Her Way Out came to life organically. For two years, they hosted “Monster’s Music Monthly, serving up either a new song or a new version of a classic online.  Working out of Jeremy’s home studio, they parlayed this momentum into their latest LP.

“It had been almost seven years since our last album release, but we wanted to put the same energy of ‘Monster’s Music Monthly’ into a full-length,” Todd notes. “We have a very distinct personality as a band. I write to the sensibilities of each member, because they’re going to have to dig playing it. We’re a benevolent democracy. If one guy isn’t connecting with a certain song, that song is out. As an uncomplicated rock band, we like to do things that are ‘proper’—loud guitars, drums, big bass, and well-placed organ, keys, and lap steel. We road-tested every song on the record before recording a lick. All of that helped us dial in the arrangements, ditch tunes that didn’t work, and grow a strong sense of what our individual parts should be.”

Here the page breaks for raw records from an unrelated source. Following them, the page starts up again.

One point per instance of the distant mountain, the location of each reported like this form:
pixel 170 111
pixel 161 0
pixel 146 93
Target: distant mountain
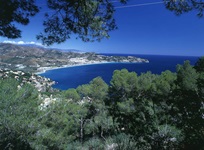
pixel 37 58
pixel 44 47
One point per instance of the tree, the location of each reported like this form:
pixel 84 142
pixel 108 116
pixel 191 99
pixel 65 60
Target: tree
pixel 15 11
pixel 188 106
pixel 19 110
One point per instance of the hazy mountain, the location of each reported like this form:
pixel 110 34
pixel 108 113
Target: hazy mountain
pixel 36 58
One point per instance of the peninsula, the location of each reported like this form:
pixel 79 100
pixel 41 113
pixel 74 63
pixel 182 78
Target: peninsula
pixel 39 59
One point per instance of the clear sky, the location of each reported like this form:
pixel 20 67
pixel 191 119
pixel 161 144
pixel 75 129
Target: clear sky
pixel 144 27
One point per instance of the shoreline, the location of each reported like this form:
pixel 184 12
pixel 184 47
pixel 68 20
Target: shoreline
pixel 45 69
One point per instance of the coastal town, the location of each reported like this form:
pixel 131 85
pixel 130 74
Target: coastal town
pixel 39 59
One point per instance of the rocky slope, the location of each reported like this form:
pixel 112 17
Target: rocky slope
pixel 33 59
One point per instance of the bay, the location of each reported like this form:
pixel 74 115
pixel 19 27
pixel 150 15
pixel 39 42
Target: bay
pixel 72 77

In this respect, the single and title track “Her Way Out” packs a concentrated and catchy punch. Anchored by a steady beat, the rough and tumble riff kicks up dust as soulful vocals ignite an irresistible refrain, “She found her way out, her way out—and it was me.”

“It’s driven by the idea that relationships are frail,” he elaborates. “Sometimes, they are something one wants freedom from. A real-life circumstance drives this story. Something was said when a person had too much to drink. The relationship ended with words, but the drinker could never know what he said and the woman refused to tell him.”

Ass-kicking guitar surges through “Thunderbird” as strains of organ coat a raucous refrain with a lyrical tip-of-the-hat to the Francis Ford Coppola and George Lucas classic American Graffiti.

He goes on, “‘Thunderbird’ is a collection of one-liners from the film knit together with a beat poet vibe. It has an AC/DC-like guitar riff and a cinematic-style vocal. It’s all about drag racing and love never caught.”

Elsewhere, Big Head Todd and The Monsters nod to Annie Oakley with “Don’t Kill Me Tonight.” Then, there’s “King Kong.” A hulking groove lumbers beneath the frontman’s bluesy intonation as a piano solo bleeds into a skyscraper-scaling guitar lead.

“It’s inspired by a large movie poster in my basement of King Kong on top of the Empire State Building,” Todd reveals. “I’m drawn to these iconic contemporary heroes who are also monsters. They are complicated because they destroy so much, yet are sympathetic to children and fall in love with human women. These ‘Titans’, as they are called, are often monsters of our own making. It’s exciting to perform live.”

In the end, the future looks as bright as ever for these longtime friends.

“We work very hard at being a great band,” Todd leaves off. “We’re also a group that cares for each other. We’ve been together for almost 40 years. Our audience has made it all possible, and we’re grateful and determined to keep playing.”